Reviews also do quiet work on price objections before you ever quote a number. A flooring job priced at $18,000 lands differently on a homeowner who's just read three reviews describing a crew that showed up on time, protected the rest of the house, and finished on schedule. The review pre-answers "is this worth it" before your estimator says a price out loud.
Tie this back to your showroom traffic specifically if you have a physical location. A Google Business Profile with recent, detailed reviews mentioning the showroom experience (sample selection, staff knowledge, no-pressure browsing) shows up when someone searches "flooring showroom near me," which is a different, often higher-intent search than "flooring company." That's foot traffic you're not paying ad dollars for.
Turning review volume into a system, not a one-off push
Most flooring companies try review collection once, in a burst, usually after reading an article like this one. Reviews spike for two weeks, then the habit dies because nobody owns it past the initial push. The companies that keep climbing build it into the job close the same way they build in a final invoice.
Assign ownership. The person who does the final walkthrough (owner, project manager, or crew lead) owns the ask. If it's everyone's job, it's no one's job on a busy week.

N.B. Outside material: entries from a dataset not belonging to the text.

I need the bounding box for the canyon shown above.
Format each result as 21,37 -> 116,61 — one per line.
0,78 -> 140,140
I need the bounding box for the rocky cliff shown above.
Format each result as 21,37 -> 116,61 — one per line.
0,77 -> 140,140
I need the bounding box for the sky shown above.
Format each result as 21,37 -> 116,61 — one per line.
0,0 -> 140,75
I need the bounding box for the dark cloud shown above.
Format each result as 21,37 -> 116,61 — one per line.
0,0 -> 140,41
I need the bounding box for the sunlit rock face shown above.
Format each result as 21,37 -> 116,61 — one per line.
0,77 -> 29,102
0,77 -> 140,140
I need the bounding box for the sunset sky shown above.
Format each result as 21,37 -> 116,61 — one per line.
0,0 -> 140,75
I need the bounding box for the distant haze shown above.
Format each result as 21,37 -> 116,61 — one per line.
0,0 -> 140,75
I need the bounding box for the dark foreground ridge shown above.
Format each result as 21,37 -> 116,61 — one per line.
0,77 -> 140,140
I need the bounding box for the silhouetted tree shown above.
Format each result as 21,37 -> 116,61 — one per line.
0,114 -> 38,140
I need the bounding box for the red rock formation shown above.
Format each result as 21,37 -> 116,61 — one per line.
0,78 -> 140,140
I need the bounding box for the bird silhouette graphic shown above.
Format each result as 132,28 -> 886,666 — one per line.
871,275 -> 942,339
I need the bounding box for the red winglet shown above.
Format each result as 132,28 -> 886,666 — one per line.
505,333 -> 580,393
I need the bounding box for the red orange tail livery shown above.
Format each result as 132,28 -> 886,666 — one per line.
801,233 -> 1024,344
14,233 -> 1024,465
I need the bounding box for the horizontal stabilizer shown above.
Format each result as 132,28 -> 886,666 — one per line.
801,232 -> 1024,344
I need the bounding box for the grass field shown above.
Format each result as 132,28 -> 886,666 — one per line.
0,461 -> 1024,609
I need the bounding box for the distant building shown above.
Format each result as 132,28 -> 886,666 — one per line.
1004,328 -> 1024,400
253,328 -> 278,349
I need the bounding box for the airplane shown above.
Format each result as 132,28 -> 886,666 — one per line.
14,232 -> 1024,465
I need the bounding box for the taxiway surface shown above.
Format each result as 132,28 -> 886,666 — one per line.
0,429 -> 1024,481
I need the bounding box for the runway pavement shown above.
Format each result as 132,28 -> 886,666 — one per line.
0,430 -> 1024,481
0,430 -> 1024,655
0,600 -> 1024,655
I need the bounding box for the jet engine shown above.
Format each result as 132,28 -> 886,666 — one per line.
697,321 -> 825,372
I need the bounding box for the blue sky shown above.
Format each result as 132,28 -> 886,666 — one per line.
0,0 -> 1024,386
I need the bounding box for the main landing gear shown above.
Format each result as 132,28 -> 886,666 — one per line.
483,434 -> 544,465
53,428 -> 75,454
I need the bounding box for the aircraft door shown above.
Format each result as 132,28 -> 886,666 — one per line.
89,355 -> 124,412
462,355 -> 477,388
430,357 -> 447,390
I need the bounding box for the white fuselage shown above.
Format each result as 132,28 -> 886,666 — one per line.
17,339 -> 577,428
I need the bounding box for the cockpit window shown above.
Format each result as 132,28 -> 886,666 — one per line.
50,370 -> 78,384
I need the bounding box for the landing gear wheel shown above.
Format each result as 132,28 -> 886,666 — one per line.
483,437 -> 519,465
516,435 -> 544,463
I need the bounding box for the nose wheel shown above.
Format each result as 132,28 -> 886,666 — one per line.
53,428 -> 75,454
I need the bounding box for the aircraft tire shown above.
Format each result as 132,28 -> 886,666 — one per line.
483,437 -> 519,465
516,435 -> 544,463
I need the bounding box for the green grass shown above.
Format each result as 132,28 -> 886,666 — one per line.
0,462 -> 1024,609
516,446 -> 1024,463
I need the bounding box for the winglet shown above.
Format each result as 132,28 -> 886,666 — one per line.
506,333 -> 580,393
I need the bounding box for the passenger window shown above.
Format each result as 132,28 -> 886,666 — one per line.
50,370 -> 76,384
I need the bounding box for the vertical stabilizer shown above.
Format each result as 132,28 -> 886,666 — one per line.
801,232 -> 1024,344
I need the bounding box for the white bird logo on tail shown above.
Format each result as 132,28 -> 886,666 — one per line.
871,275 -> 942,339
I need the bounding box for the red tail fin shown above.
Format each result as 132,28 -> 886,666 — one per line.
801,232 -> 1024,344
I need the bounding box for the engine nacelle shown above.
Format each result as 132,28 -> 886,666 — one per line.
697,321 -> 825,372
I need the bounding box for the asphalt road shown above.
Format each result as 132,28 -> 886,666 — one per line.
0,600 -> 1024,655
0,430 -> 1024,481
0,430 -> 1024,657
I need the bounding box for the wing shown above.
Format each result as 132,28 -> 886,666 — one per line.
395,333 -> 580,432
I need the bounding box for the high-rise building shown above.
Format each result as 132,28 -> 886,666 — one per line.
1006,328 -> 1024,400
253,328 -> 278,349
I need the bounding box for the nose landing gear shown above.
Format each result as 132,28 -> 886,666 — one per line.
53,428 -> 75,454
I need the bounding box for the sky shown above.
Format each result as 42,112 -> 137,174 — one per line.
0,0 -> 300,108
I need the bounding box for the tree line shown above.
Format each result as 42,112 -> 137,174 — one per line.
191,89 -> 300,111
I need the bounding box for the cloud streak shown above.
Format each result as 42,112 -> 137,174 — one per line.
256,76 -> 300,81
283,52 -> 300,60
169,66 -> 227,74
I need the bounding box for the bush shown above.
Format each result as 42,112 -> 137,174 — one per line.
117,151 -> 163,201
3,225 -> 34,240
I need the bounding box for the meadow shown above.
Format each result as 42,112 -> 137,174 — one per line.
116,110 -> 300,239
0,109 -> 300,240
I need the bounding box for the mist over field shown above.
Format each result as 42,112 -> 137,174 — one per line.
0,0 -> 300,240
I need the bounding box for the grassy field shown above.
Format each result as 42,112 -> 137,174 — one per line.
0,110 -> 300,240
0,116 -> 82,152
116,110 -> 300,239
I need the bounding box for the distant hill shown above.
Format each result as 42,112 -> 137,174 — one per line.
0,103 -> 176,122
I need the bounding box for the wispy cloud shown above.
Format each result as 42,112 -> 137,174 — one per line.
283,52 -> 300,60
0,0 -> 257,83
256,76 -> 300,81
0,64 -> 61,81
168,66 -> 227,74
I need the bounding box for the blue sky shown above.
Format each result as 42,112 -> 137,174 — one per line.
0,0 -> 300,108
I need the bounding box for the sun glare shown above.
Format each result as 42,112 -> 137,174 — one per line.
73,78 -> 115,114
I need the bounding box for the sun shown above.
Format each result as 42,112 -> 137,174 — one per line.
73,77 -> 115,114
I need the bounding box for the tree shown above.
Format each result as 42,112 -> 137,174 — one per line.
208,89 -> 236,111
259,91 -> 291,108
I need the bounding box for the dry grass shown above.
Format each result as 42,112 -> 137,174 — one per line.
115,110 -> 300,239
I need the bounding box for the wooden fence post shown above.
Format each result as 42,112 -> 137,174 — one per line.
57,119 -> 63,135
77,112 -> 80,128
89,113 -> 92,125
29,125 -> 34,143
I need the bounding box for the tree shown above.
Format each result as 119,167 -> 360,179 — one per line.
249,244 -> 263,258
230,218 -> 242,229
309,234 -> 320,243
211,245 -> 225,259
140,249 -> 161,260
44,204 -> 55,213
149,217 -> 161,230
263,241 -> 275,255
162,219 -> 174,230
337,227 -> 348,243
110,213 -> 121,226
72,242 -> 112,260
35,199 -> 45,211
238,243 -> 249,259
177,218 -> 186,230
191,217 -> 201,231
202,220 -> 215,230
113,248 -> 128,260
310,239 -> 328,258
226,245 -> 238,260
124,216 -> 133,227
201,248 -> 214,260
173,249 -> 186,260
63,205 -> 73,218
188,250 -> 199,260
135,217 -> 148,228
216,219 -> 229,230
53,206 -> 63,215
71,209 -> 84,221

Track it simply. A shared spreadsheet or a note in your CRM with job address, completion date, and review-request date is enough to spot the jobs that fall through. You don't need software built for this; you need a habit that survives a busy month.
Set a review-request rhythm tied to your job volume, not the calendar. A company running 8 installs a month needs a tighter follow-up loop than one running 30, but the rule is the same: request within 24-48 hours of the walkthrough, follow up once if there's no response, then let it go.
| Job volume | Realistic review pace with a consistent ask |
|---|---|
| Under 10 jobs/month | Slow, steady climb; every review counts more toward total volume |
| 10-25 jobs/month | Noticeable growth in 3-4 months if the ask is consistent |
| 25+ jobs/month | Fastest climb, but also fastest to expose an inconsistent ask process |
Review collection is the retention half of flooring marketing. Getting the lead in the door is one problem, the topic covered in How Flooring Companies Get More Leads. Making sure that finished job compounds into the next lead, instead of disappearing the moment the invoice clears, is this one. Both have to run at the same time, or the funnel leaks on one end while you're filling it on the other.